The role of the LLM is to articulate that vision into working code.

This handshake between human imagination and machine execution is where the magic happens. With it, great products can be built in much shorter timeframes than ever before.

A Real Example: Building a Custom ChatGPT in 5 Days

To test how far vibe coding can go, I recently took on a project to build a custom ChatGPT application for a client.

  • Day 1–4: Using vibe coding, I had Jules and Codex alternately writing the bulk of the application. Whenever I hit friction, I’d prompt them differently or ask for “random changes” until the issue disappeared.

  • Day 5: Spent a full day bug-fixing, testing, and tightening up the flow.

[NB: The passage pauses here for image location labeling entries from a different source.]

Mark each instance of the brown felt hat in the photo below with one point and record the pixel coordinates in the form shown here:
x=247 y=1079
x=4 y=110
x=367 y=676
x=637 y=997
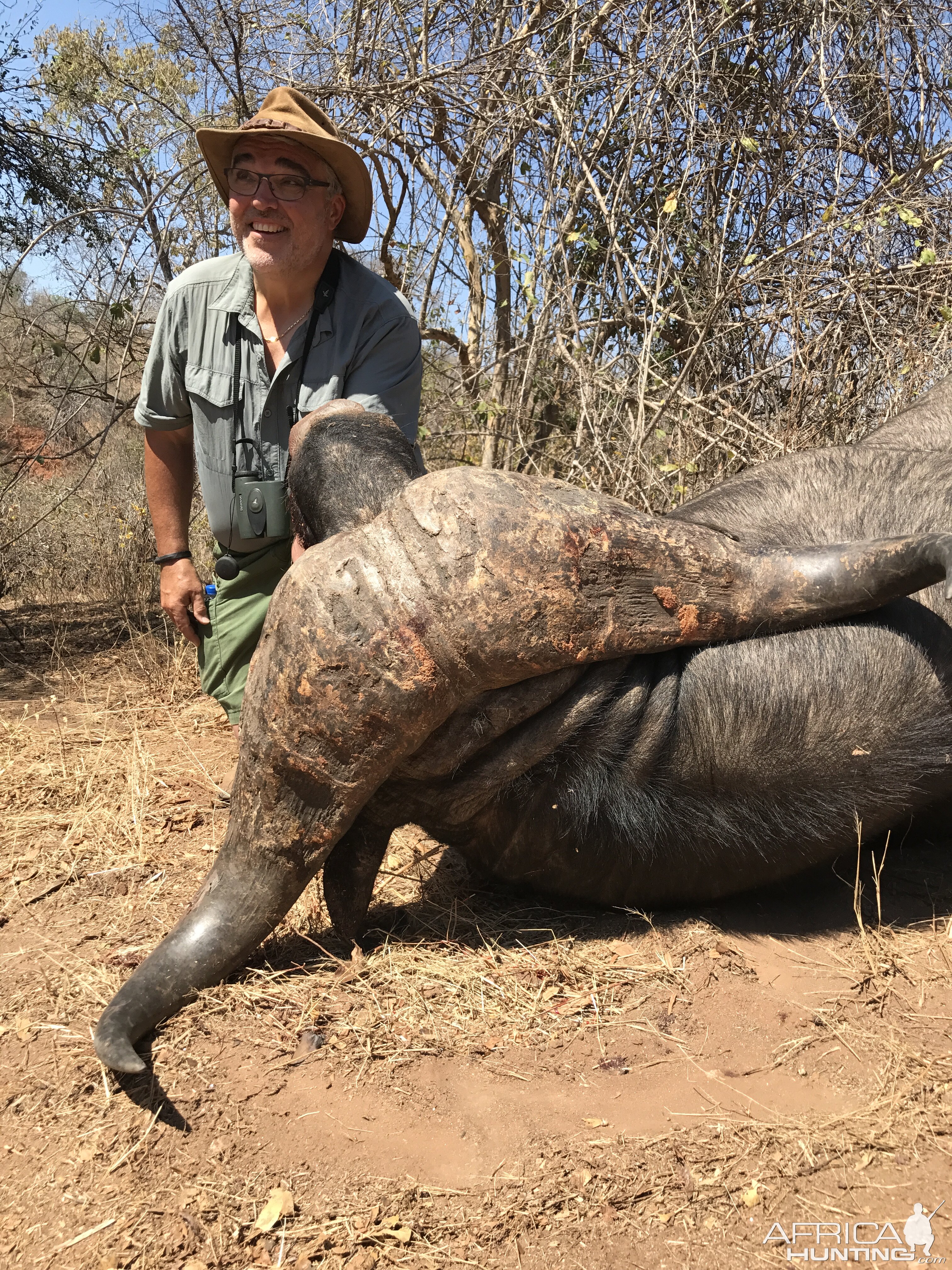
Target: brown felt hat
x=289 y=115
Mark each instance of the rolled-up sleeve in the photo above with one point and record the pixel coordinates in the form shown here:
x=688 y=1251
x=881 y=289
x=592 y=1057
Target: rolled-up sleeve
x=386 y=374
x=163 y=402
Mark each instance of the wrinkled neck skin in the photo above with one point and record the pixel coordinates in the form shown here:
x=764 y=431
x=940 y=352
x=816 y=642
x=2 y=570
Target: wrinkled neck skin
x=469 y=582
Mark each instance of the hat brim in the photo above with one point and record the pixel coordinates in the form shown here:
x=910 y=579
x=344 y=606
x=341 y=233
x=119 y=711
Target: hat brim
x=218 y=146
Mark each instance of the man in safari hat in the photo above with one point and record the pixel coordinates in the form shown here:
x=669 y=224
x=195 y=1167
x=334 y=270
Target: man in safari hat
x=246 y=346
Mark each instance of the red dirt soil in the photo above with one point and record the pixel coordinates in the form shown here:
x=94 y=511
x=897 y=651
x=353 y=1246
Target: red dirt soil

By the end of the fifth day, the application was ready, tested, and shipped to the client.

This would have taken weeks under traditional development cycles. Vibe coding compressed it into less than a week.

Where This is Going

I believe vibe coding is more than a fad. It points to a new way of building software:

  • Faster prototyping: Startups and teams can go from idea → working demo in days, not months.

  • Accessible coding: Non-engineers can participate more actively, giving prompts instead of writing functions.

  • Shift in skills: The most valuable skills will be product vision, orchestration, and the ability to guide AI tools — not necessarily low-level syntax.

At Versalence AI, we see this trend unfolding across our work in AI Automation, Conversational AI, and Agentic AI. Clients don’t just want apps built — they want systems that evolve quickly and deliver ROI fast. Vibe coding is becoming one of the hidden accelerators that helps us ship better, faster, and smarter.

Final Thoughts

Vibe coding doesn’t replace software engineering. It complements it. It doesn’t replace product managers or designers. Instead, it makes them even more critical — because someone needs to hold the vision while the AI churns out the code.

The future of building won’t be “AI vs humans.” It will be humans + AI, working in harmony.

And sometimes, that harmony feels a lot like just following the vibes.